L’énoncé est long, on est dans la période d’échauffement. La situation demande des passes en mouvements par trois, le placement des joueurs, les rotations, les types de passes sont définis au fur et à mesure de la conduite de la situation. Les flèches (des traces écrites) indiquent cet enchaînement.

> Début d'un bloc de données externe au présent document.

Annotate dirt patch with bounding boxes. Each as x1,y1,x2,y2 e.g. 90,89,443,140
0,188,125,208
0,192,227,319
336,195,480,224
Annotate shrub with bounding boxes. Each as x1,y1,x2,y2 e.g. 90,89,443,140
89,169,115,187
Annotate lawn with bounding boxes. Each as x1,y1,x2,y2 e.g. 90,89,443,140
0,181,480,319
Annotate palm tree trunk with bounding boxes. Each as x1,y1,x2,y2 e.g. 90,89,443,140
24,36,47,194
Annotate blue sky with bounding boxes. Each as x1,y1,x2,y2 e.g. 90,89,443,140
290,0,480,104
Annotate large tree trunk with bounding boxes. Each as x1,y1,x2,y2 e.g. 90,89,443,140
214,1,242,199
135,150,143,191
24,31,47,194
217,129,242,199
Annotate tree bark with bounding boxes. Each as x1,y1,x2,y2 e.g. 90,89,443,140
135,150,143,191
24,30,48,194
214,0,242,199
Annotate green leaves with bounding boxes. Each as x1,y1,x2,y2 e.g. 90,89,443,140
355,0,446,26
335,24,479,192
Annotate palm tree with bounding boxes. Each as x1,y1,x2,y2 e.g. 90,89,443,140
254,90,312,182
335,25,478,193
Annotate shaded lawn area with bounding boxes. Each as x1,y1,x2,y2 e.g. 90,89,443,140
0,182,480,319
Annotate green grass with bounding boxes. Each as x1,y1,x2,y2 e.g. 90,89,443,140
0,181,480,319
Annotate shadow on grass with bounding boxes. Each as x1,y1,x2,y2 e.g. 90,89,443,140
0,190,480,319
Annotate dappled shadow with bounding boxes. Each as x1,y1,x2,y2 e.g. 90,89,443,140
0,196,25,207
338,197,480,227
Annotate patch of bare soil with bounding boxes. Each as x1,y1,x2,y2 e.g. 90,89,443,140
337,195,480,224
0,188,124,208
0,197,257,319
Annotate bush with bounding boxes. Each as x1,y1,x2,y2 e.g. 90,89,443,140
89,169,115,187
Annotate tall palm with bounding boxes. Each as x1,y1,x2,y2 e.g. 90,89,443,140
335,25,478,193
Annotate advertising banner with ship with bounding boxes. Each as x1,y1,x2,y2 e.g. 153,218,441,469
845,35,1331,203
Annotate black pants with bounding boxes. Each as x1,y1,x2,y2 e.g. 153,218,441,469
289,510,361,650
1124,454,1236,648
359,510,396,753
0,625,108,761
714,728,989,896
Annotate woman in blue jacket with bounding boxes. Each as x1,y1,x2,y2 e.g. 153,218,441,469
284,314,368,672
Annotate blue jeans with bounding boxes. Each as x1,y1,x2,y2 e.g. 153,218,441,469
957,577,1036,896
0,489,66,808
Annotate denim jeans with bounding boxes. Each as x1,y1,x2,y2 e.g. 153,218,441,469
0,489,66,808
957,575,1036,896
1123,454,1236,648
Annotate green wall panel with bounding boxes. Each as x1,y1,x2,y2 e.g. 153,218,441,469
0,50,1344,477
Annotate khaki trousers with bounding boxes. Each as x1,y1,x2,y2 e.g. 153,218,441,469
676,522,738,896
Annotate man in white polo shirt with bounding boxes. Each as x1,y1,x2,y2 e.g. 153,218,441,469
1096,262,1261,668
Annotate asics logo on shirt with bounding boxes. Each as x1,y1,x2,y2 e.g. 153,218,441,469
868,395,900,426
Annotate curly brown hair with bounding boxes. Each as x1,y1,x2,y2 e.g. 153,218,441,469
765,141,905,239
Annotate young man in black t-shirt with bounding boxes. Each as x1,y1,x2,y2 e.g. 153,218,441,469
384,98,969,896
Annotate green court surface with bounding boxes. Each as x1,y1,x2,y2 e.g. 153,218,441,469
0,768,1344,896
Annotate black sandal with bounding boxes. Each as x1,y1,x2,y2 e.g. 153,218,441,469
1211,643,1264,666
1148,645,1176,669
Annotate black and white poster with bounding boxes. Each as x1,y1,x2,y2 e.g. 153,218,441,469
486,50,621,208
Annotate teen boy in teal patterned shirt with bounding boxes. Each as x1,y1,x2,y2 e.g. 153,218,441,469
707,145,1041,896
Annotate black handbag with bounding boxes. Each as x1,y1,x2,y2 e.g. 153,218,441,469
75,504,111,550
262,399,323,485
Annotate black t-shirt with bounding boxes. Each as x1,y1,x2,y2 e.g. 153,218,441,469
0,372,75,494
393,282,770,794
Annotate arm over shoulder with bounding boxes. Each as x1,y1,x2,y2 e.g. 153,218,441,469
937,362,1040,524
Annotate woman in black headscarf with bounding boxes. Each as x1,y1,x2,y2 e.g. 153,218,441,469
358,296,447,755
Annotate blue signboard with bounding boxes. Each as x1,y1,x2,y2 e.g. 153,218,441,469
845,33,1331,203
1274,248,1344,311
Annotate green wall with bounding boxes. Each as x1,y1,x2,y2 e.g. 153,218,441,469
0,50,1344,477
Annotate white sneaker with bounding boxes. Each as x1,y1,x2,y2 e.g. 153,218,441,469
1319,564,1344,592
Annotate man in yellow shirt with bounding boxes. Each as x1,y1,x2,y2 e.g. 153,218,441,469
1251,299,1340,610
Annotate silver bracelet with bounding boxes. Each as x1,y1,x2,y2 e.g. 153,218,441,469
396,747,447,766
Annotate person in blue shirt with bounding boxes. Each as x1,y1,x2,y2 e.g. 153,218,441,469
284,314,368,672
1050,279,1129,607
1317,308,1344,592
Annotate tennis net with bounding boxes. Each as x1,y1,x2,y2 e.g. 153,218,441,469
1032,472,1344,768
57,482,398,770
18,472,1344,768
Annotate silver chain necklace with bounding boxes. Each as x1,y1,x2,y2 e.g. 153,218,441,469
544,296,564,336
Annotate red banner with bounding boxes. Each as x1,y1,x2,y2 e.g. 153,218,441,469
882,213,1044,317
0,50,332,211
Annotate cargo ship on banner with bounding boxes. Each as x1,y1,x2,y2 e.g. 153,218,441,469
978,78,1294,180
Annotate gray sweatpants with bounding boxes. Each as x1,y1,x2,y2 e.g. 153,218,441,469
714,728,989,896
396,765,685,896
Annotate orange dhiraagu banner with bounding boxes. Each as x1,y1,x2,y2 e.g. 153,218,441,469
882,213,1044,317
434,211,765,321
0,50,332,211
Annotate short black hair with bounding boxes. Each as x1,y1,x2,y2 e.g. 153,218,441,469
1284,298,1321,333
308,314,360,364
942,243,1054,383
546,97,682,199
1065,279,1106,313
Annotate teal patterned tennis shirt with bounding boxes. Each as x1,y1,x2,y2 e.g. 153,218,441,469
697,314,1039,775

On règle le placement des joueurs, on indique les mouvements, on impose les déplacements, on impose la forme des gestes à faire. On force l’exécution ; c’est exclusivement un savoir-faire. Il n’y a pas de choix possible, l’élève subit la situation et les gestes à faire. Il y a obéissance à l’enseignant, lequel impose le savoir-faire. Nous proposons l’idée suivante : lorsque l’enseignant s’adresse au mouvement en lui-même, au corps de l’élève, à l’instrumentation, à l’habileté spécifique, il impose la chose à faire comme savoir-faire ou savoir ; lorsque l’on s’éloigne du geste vers l’action plus complexe, le savoir est dissimulé, moins voyant, il est plus à comprendre qu’à faire. Il y a une sorte de déplacement du savoir-faire vers le savoir c’est-à-dire que plus on s’éloigne du geste spécifique vers l’action complexe, plus on va de la contrainte à la liberté, plus on va de l’imposition au choix, plus on va du muscle au cerveau. Dans une même leçon, l’enseignant va du geste sur commande au mouvement à discrétion, de la prise en mains dans tous les sens du terme à l’observation écologique des élèves.
Notes
188.

Tochon, F.V. (1990). Déjà cité. (p.83).